In this era of smart devices, generic navigation technology, such as GPS mapping apps for
smartphones, can provide directions to help guide a blind user from point A to point B. However,
these navigational aids do little to enable blind users to form an egocentric understanding of the
surroundings, are not suited to navigation indoors, and do nothing to assist in avoiding
obstacles to mobility. The Argus II, on the other hand, provides blind users with a limited visual
representation of their surroundings that improves users' ability to orient themselves and
traverse obstacles, yet lacks features for high-level navigation and semantic interpretation of the
surroundings. The proposed research aims to address these limitations of the Argus II through a
synergy of state-of-the-art stimultaneous localization and mapping (SLAM) and object
recognition technologies.

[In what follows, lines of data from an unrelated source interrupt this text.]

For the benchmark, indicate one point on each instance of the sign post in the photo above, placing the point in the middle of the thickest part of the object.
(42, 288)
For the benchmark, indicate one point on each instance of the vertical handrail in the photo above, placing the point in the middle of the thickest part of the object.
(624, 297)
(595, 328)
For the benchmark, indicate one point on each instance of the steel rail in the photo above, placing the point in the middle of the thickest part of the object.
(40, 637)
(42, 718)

For the past three years, JHU/APL has collaborated with Second
Sight to develop similar advanced vision-based capabilities for the Argus II, including
capabilities for object recognition and obstacle detection by stereo vision.
This proposal is driven by the hypothesis that navigation for users of retinal prosthetics can be
greatly improved by incorporating SLAM and object recognition technology conveying
environmental information via a retinal prosthesis and auditory feedback. SLAM enables the
visual prosthesis system to construct a map of the user's environment and locate the user within
that map. The system then provides object location and navigational cues via appropriate
sensory modalities enabling the user to mentally form an egocentric map of the environment.
We propose to develop and test a visual prosthesis system which 1) constructs a map of
unfamiliar environments and localizes the user using SLAM technology 2) automatically
identifies navigationally-relevant objects and landmarks using object recognition and 3) provides
sensory feedback for navigation, obstacle avoidance, and object/landmark identification.

## Key facts

- **NIH application ID:** 10019559
- **Project number:** 5R01EY029741-02
- **Recipient organization:** JOHNS HOPKINS UNIVERSITY
- **Principal Investigator:** Seth D Billings
- **Activity code:** R01 (R01, R21, SBIR, etc.)
- **Funding institute:** NIH
- **Fiscal year:** 2020
- **Award amount:** $662,134
- **Award type:** 5
- **Project period:** 2019-09-30 → 2023-07-31

## Primary source

NIH RePORTER: https://reporter.nih.gov/project-details/10019559

## Citation

> US National Institutes of Health, RePORTER application 10019559, Environmental Localization Mapping and Guidance for Visual Prosthesis Users (5R01EY029741-02). Retrieved via AI Analytics 2026-05-24 from https://api.ai-analytics.org/grant/nih/10019559. Licensed CC0.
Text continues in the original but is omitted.